Foo* set = new Foo[100];
// ...
delete [] set;

You don't pass the array's boundaries to delete[]. But where is that information stored? Is it standardised?

When you allocate memory on the heap, your allocator will keep track of how much memory you have allocated. This is usually stored in a "head" segment just before the memory that you get allocated. That way when it's time to free the memory, the de-allocator knows exactly how much memory to free.

ONE OF THE approaches for compilers is to allocate a little more memory and to store a count of elements in a head element.

Example how it could be done:

Here

int* i = new int[4];

compiler will allocate sizeof(int)*5 bytes.

int *temp = malloc(sizeof(int)*5)

Will store "4" in the first sizeof(int) bytes

*temp = 4;

and set i

i = temp + 1;

So i will points to an array of 4 elements, not 5.

And deletion

delete[] i;

will be processed in the following way:

int *temp = i - 1;
int numbers_of_element = *temp; // = 4
... call destructor for numbers_of_element elements
... that are stored in temp + 1, temp + 2, ... temp + 4 if needed
free (temp)

The information is not standardised. However in the platforms that I have worked on this information is stored in memory just before the first element. Therefore you could theoretically access it and inspect it, however it's not worth it.

Also this is why you must use delete [] when you allocated memory with new [], as the array version of delete knows that (and where) it needs to look to free the right amount of memory - and call the appropriate number of destructors for the objects.

It's defined in the C++ standard to be compiler specific. Which means compiler magic. It can break with non-trivial alignment restrictions on at least one major platform.

You can think about possible implementations by realizing that delete[] is only defined for pointers returned by new[], which may not be the same pointer as returned by operator new[]. One implementation in the wild is to store the array count in the first int returned by operator new[], and have new[] return a pointer offset past that. (This is why non-trivial alignments can break new[].)

Keep in mind that operator new[]/operator delete[]!=new[]/delete[].

Plus, this is orthogonal to how C knows the size of memory allocated by malloc.
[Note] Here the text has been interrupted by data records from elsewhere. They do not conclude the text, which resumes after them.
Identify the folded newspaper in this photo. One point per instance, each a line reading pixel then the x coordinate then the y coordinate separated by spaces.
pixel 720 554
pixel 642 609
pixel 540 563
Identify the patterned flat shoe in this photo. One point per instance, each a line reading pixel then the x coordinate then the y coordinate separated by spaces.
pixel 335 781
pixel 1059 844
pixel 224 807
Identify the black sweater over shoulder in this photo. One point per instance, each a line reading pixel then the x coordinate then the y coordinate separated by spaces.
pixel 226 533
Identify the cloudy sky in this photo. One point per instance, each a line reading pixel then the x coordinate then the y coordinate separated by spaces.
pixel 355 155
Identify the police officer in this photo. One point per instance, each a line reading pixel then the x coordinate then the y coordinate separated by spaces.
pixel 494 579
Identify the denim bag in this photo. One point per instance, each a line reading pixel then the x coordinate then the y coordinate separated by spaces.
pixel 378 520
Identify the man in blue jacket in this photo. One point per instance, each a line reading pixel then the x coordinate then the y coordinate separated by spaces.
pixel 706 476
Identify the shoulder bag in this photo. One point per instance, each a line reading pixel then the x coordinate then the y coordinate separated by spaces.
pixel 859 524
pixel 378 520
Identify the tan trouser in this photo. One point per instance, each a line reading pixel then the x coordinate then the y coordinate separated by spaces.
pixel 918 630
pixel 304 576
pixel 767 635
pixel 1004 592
Basically its arranged in memory as:

[info][mem you asked for...]

Where info is the structure used by your compiler to store the amount of memory allocated, and what not.

This is implementation dependent though.

This isn't something that's in the spec -- it's implementation dependent.

Because the array to be 'deleted' should have been created with a single use of the 'new' operator. The 'new' operation should have put that information on the heap. Otherwise, how would additional uses of new know where the heap ends?

This is a more interesting problem than you might think at first. This reply is about one possible implementation.

Firstly, while at some level your system has to know how to 'free' the memory block, the underlying malloc/free (which new/delete/new[]/delete[] generally call) don't always remember exactly how much memory you ask for, it can get rounded up (for example, once you are above 4K it is often rounded up to the next 4K-sized block).

Therefore, even if could get the size of the memory block, that doesn't tell us how many values are in the new[]ed memory, as it can be smaller. Therefore, we do have to store an extra integer telling us how many values there are.

EXCEPT, if the type being constructed doesn't have a destructor, then delete[] doesn't have to do anything except free the memory block, and therefore doesn't have to store anything!

It is not standardized. In Microsoft's runtime the new operator uses malloc() and the delete operator uses free(). So, in this setting your question is equivalent to the following: How does free() know the size of the block?

There is some bookkeeping going on behind the scenes, i.e. in the C runtime.